They must be the good guys, right?
Stay away from FirstCommand! They sell themselves as "military-friendly financial advisors," but in reality they're just commissioned salespeople.
I thought I was doing the right thing as a new officer for my financial future by promptly going down to the local First Command office and signing up for their investment and life insurance products (they sponsor events on base and their "advisors" are prior military, so they must be the good guys, right?), but it took me 12 years to realize I was being taken for a giant ride.
One of the funds they had me in was so awful that when I went to liquidate it as part of transferring my assets to Vanguard, I found out that the fund had lost so much in value and so many people put in redemption requests that the fund had stopped distributions (TFCIX).
I've since moved all my assets to Vanguard, but I still have $2K in TFCIX languishing back at FirstCommand because I still can't redeem those shares to this day. Bottom line is that you can do a lot better for yourself elsewhere; don't give these guys your hard-earned money.
Related Horror Stories
How a Crooked Accountant and Pension Planner Led Me to Take Control of My Financial Future
I had lots of commission fuelled bad advice from so called ‘financial advisors’.However one piece of advice really sticks out as the worst and also the turning point in my investment life.

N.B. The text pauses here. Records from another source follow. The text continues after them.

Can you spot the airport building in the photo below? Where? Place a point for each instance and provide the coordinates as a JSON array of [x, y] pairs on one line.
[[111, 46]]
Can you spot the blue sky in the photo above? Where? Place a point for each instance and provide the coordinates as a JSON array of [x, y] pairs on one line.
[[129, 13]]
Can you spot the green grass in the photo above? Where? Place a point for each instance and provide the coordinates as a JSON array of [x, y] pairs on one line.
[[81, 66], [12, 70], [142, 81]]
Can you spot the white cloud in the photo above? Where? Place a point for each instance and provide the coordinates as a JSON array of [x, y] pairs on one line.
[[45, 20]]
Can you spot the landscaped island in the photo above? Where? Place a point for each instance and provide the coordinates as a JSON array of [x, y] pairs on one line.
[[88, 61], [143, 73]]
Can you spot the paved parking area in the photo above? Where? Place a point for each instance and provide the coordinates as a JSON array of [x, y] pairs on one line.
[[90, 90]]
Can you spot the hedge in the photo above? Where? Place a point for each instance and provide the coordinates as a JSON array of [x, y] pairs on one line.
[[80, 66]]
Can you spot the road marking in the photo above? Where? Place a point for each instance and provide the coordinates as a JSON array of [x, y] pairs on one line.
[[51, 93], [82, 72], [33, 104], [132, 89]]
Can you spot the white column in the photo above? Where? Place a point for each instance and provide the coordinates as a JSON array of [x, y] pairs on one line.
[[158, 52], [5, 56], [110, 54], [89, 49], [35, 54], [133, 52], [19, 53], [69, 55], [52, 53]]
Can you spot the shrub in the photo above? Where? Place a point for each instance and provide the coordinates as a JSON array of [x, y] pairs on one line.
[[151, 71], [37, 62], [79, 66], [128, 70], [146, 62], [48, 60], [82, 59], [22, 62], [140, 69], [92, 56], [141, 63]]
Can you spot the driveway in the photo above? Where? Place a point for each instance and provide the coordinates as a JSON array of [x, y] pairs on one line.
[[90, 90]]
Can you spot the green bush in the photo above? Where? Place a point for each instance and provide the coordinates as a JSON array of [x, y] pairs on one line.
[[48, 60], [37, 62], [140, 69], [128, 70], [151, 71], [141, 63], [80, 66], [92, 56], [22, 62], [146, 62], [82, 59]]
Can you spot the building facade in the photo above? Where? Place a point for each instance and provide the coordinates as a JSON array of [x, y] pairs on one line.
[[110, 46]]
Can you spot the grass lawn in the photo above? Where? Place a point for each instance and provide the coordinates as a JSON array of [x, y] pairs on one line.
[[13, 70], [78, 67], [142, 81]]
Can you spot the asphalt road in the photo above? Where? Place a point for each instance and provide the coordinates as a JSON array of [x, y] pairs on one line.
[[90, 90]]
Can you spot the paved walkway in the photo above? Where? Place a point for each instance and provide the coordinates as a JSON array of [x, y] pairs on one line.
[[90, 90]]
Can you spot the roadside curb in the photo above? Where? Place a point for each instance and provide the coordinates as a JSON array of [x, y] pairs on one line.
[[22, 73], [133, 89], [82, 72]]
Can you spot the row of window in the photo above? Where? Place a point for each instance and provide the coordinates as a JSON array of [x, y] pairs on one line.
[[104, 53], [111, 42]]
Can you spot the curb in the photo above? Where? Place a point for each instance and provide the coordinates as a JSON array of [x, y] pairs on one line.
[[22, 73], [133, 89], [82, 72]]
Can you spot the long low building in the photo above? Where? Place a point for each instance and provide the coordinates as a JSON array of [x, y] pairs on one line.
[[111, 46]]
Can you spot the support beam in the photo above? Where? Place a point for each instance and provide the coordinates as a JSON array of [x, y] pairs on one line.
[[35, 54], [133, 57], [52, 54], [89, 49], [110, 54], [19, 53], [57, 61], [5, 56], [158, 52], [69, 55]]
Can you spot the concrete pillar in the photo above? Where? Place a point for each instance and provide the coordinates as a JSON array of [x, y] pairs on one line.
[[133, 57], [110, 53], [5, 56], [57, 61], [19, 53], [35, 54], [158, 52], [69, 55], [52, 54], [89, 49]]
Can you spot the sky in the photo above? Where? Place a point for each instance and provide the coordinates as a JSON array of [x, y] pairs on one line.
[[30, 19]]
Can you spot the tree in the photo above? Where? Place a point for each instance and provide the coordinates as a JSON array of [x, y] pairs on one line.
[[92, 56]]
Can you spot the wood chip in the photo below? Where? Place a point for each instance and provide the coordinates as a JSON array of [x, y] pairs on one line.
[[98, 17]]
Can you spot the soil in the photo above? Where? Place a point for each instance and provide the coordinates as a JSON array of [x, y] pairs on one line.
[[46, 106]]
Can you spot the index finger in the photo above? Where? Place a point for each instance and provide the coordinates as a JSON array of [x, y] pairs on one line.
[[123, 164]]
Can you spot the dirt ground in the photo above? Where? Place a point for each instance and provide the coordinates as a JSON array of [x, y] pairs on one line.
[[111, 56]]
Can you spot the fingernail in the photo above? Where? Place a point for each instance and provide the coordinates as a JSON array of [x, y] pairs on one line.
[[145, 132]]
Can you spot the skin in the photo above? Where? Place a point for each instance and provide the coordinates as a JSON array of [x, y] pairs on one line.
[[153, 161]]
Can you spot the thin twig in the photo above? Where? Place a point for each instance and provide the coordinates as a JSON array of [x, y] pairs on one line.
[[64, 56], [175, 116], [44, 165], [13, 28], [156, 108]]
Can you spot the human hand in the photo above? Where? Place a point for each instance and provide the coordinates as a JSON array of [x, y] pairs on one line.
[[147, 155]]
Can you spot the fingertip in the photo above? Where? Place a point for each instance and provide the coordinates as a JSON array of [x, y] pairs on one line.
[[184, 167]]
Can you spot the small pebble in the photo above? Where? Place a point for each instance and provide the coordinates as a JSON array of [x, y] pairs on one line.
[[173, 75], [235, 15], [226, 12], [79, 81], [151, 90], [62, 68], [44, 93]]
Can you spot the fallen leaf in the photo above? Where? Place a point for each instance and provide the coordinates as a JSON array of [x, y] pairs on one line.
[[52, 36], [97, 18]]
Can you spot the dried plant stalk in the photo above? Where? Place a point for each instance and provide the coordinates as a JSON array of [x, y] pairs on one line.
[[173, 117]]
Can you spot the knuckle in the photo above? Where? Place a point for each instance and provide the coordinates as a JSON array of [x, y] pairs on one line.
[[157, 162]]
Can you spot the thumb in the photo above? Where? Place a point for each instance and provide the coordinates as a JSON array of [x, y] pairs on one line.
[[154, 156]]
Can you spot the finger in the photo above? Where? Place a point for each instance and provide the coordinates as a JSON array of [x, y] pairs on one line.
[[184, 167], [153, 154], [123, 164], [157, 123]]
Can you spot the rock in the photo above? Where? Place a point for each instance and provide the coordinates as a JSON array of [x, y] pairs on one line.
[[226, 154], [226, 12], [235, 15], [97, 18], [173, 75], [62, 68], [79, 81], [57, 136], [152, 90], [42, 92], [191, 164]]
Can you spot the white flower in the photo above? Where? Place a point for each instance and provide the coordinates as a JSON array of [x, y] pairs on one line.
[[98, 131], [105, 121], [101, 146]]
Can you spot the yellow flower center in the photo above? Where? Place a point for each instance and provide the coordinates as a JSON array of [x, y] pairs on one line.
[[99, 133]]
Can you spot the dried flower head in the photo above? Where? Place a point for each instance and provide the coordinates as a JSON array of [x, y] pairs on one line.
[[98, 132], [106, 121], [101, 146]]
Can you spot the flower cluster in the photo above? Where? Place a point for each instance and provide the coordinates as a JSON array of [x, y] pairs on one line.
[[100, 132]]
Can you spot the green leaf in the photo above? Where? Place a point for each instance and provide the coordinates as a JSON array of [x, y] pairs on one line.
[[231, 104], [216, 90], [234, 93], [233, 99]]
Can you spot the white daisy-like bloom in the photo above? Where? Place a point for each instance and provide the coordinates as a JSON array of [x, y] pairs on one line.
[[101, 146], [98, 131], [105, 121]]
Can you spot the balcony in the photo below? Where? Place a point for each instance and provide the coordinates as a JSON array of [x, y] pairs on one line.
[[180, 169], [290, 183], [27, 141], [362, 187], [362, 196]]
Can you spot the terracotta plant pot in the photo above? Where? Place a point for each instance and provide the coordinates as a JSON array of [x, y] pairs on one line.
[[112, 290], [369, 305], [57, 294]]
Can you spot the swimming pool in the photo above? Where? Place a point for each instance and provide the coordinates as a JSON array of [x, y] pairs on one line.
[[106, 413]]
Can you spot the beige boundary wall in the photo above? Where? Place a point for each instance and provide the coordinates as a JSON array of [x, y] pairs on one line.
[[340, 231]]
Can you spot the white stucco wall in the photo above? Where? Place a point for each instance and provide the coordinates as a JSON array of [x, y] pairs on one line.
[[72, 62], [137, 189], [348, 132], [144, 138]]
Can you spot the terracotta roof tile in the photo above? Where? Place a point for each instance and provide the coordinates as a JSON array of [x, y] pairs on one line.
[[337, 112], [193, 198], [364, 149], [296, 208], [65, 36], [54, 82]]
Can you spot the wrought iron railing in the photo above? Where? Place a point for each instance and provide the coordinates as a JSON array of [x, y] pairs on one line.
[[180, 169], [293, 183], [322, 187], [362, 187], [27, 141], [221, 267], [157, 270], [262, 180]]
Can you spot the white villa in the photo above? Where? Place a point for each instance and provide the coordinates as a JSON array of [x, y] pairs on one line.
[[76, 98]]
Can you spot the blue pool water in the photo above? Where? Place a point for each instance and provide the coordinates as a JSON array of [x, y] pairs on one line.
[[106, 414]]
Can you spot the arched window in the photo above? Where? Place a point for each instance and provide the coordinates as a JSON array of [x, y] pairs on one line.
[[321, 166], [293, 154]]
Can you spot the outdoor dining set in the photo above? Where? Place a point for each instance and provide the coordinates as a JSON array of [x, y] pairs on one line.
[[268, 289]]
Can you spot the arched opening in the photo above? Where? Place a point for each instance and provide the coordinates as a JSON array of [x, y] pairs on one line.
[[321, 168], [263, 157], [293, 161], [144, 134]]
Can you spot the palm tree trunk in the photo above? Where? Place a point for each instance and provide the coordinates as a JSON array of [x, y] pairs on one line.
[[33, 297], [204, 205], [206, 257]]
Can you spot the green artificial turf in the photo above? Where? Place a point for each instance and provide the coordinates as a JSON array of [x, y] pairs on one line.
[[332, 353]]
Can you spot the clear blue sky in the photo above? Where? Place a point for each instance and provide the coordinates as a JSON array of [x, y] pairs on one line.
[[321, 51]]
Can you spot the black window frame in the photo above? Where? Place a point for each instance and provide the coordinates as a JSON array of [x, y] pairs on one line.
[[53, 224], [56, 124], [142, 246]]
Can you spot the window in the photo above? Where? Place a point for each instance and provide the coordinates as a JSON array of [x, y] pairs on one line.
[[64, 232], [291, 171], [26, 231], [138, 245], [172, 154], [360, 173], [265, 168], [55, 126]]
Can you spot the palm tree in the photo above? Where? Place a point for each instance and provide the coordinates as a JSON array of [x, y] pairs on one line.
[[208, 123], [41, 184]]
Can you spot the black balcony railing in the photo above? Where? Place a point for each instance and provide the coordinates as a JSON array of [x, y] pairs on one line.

The first part of the scam was my crooked accountant recommending an Executive Pension Plan at around age 34.
A pension planner was wheeled into my office and I was signed up and within a few days was then paying 250 GBP/Mth into this wizard investment that would give me a pension at age 60 totalling a zillion GBP p.a. OK first two rip offs, crooked accountant got a nice lump sum and commission for the next 10 years and pension planner got a lifetime rake off of everything I paid into the plan. In fact for the first two years all of the contributions I was making went into their pockets.
Fast forward a few years and the pension planner is back and well guess what my plan is underperforming so I need to increase the payments to 1,000 GBP per month. Holy shit ! I sign the papers and away we go. Now being curious, I do some investigation about how much commission I was paying. For the next two years half of my extra payment goes straight to the pension guy.
That was 9,000 GBP so I could see where my pension was going, exactly nowhere except into the advisors trouser pocket. Well that was it payments stopped and I realised I was being ripped off on everything, pension, investment plans, insurance the whole nine yards. Roll on 6 months I had my own pension fund and I was the trustee, I also had an insurance broker business with a very important client, me.
I never looked back and educated myself and will never ever in a million years take any shit from so called financial advisors. Look after your own money because if these guys were any good they would not need money from a loser like you. Remember Bernie Madhoff, there are plenty more out there.
The “Surrender Charge Conversation is Optional” Advisor
I once had a person come to me who was very disgruntled with their current financial advisor. They had lost more money than they’d wanted to and really didn’t understand what they had. When I had a chance to take a look at their mutual fund portfolio, I noticed that all they had were B-Share mutual funds.
For those of you who don’t know, B-Shares, for the most part, are now non-existent. Although I can’t be certain why, my hunch is that they aren’t around anymore because too many advisors abused them. If they could still sell them, the advisor could make a handsome commission, and the client would never know.
Now, it’s not the commission on the B-Share that makes them so bad; it’s the fact that most of them had a six- to seven-year surrender period. That means if you buy the fund, you’re going to have to hold it for at least six or seven years before you can liquidate it without a penalty.
The client in my office had no idea what a B-Share was, and most importantly, had no idea that she had a surrender charge attached to it. So here she is—stuck in investments that had lost more money for her than she had wanted, and she can’t do anything about it. If she did sell it, she’d have to pay a surrender charge on top of her losses. Talk about a slap in the face.
Lesson learned: Read all the fine print and make sure you understand if your investment product has any type of surrender charge attached to it.
Soundbites and Sales Tactics: Why I Couldn’t Trust a Single Financial Advisor with My Money
I’ve had initial chats with two, and met two at parties. No horror stories, but all four left me certain that I wouldn’t trust them with a penny of my money. The two I met socially gave me the strong impression they had no idea what they were doing and just parroted dubious soundbites like “you’ll never lose money in property” or “you can’t go wrong with bonds”.
One had been in agriculture before getting a job at his father-in-law’s advisory firm.
I tried to chat to them about more complex post-recession low-interest rate stuff and they kinda changed the subject and just went back to soundbites. The two I actually spoke to about getting advice, one didn’t know how to deal with crypto and promptly ghosted me, the other also appeared to lose interest once it was clear I wasn’t just gonna buy life insurance and commission products. All four did the 1980s sales-y bullshit like using my first name constantly (one of them calling me by the wrong name over and over).
So (while I know every industry has its bad apples), my own personal experience has been that 4 out of 4 had strong scammy used car salesman / estate agent vibes. So basically, they’re the last people I’d hand over money to.I manage my ~£0.5m portfolio myself.